Lesson 20. Capstone: A slice of life

 

For this challenge, you will build a simulation of underpopulation, overpopulation, and reproduction called Conway’s Game of Life (see mng.bz/xOyY). The simulation is played out on a two-dimensional grid of cells. As such, this challenge focuses on slices.

Each cell has eight adjacent cells in the horizontal, vertical, and diagonal directions. In each generation, cells live or die based on the number of living neighbors.

20.1. A new universe

For your first implementation of the Game of Life, limit the universe to a fixed size. Decide on the dimensions of the grid and define some constants:

const (
    width  = 80
    height = 15
)

Next, define a Universe type to hold a two-dimensional field of cells.

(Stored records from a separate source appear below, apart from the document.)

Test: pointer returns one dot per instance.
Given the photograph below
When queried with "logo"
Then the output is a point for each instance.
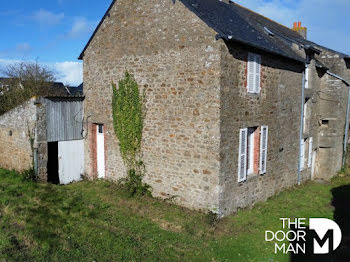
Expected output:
(321, 237)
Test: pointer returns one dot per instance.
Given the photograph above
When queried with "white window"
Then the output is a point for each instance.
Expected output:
(254, 70)
(309, 163)
(306, 76)
(250, 152)
(251, 149)
(242, 155)
(263, 148)
(302, 152)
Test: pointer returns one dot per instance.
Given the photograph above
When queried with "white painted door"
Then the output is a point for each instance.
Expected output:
(70, 161)
(100, 141)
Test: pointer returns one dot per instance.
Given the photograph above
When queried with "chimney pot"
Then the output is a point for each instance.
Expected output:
(301, 30)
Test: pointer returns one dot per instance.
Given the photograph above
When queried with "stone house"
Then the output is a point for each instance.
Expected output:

With a Boolean type, each cell will be either dead (false) or alive (true):

type Universe [][]bool

Uses slices rather than arrays so that a universe can be shared with, and modified by, functions or methods.

Note

Lesson 26 introduces pointers, an alternative that allows you to directly share arrays with functions and methods.

Write a NewUniverse function that uses make to allocate and return a Universe with height rows and width columns per row:

func NewUniverse() Universe

Freshly allocated slices will default to the zero value, which is false, so the universe begins empty.